Kein Zeichen für eine liberale Haltung

von Martin Schuck

Martin Schuck

Durch die Gründung der Vereinigung „Juden in der AfD“ am 7. Oktober dürfte vielen Menschen erstmals bewusst geworden sein, dass es auch jüdische Mitglieder in dieser Partei gibt. Von einigen der insgesamt 24 Gründungsmitgliedern ist bekannt, dass es sich bei ihnen um Spätaussiedler aus der ehemaligen Sowjetunion handelt. Diese Tatsache kann helfen, das Paradoxon zu erklären, warum Juden Mitglieder einer Partei werden, deren Repräsentanten immer wieder durch antisemitische oder den Holocaust verleugnende Äußerungen auffallen.

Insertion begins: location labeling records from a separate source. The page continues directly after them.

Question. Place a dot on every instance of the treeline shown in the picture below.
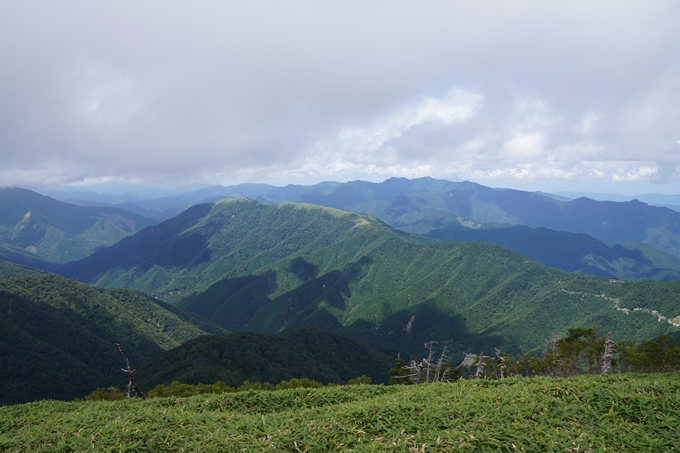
(579, 352)
(178, 389)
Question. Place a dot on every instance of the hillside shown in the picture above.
(587, 413)
(12, 270)
(257, 267)
(574, 252)
(35, 229)
(426, 204)
(412, 205)
(208, 242)
(303, 352)
(468, 295)
(57, 336)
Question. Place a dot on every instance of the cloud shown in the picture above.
(260, 91)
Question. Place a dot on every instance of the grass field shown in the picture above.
(615, 413)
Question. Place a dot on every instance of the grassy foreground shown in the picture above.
(586, 413)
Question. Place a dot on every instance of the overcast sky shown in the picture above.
(539, 95)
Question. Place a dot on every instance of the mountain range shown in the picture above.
(417, 263)
(417, 206)
(57, 337)
(260, 267)
(424, 204)
(35, 229)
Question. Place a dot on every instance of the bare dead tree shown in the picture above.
(481, 365)
(132, 384)
(608, 354)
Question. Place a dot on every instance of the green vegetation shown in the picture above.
(615, 412)
(573, 252)
(38, 230)
(57, 336)
(256, 267)
(11, 270)
(426, 204)
(309, 352)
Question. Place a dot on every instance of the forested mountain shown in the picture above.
(425, 204)
(260, 267)
(409, 204)
(35, 229)
(209, 242)
(574, 252)
(302, 352)
(57, 336)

Die Gegner der Juden in der Sowjetunion, die den Krieg überlebt hatten und von der Deportation in die Konzentrationslager verschont blieben, waren nach 1945 nicht die Nationalsozialisten, sondern die Kommunisten der Stalin-Ära. Unter diesen hatten die deutschstämmigen Juden auch weiterhin zu leiden, etwa indem sie nach Sibirien oder Kasachstan umgesiedelt wurden. Auch war es ihnen kaum noch möglich, ihren jüdischen Glauben zu praktizieren. In Deutschland angekommen, gründeten sie liberale Gemeinden, weil sie von den orthodoxen jüdischen Gemeinden nicht aufgenommen wurden.

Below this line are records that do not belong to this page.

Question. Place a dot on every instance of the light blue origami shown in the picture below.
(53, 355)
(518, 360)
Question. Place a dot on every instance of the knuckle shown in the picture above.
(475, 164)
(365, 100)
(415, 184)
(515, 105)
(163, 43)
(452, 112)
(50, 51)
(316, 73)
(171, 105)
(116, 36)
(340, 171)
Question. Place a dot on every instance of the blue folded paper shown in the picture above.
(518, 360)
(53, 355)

Unter vielen Spätaussiedlern, die nach 1989 einwanderten, herrschte eine nationalistische Grundstimmung, die sich zunächst gegen in Deutschland lebende Türken und später gegen muslimische Einwanderer aus dem ehemaligen Jugoslawien und aus Albanien richtete. Von daher verwundert es nicht, dass es einige aus der ehemaligen Sowjetunion eingewanderte Juden gibt, die angesichts der Einwanderung von muslimischen Flüchtlingen Mitglied der AfD werden. Jetzt benutzt die Partei die Gründung der „Juden in der AfD“, um eine Liberalität herauszustellen, von der sie meilenweit entfernt ist.